In Herbert's fiction, sometime in the far future, government becomes terrifyingly efficient. Red tape no longer exists: laws are conceived of, passed, funded, and executed within hours, rather than months. The bureaucratic machinery becomes a juggernaut, rolling over human concerns and welfare with terrible speed, jerking the universe of sentients one way, then another, threatening to destroy everything in a fit of spastic reactions. In short, the speed of government goes beyond sentient control (in this fictional universe, many alien species co-exist, with a common definition of sentience marking their status as equals).
Founded by the mysterious "Five Ears" of unknown species, BuSab began as a terrorist organization whose sole purpose was to frustrate the workings of government in order to give sentients a chance to reflect upon changes and deal with them. Having saved sentiency from its government, BuSab was officially recognized as a necessary check on the power of government. It provides a natural (and lucrative) outlet for society's regular crop of troublemakers, who must be countered by society's regular crop of "do-gooders".
First a corps, then a bureau, BuSab gained legally recognized powers to interfere in the workings of any world, of any species, of any government or corporation, answerable only to themselves. Their motto is, "In Lieu of Red Tape."
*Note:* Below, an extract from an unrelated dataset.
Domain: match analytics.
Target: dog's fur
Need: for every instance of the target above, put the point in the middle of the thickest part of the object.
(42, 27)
Forbidden from committing acts of sabotage against private citizens, BuSab acts as a monitor of, and a conscience for, the collective sentiency, watching for signs of anti-sentient behaviour by corporate or government entities and preserving the dignity of individuals. Some essential functions of government are immune from BuSab by statute. BuSab is opposed by such organizations as the "Tax Watchers" who have successfully lobbied to grant themselves the same immunity from BuSab enjoyed by agencies such as public utilities.
BuSab monitors even itself and employs sabotage to prevent the agency from slipping into hidebound stasis. Agents are promoted to the head of the organization by successfully sabotaging the Secretary. By the same token, there is no term limit imposed on the Secretary of the Bureau of Sabotage. As long as he is alert enough to avoid being sabotaged, he remains qualified to lead BuSab.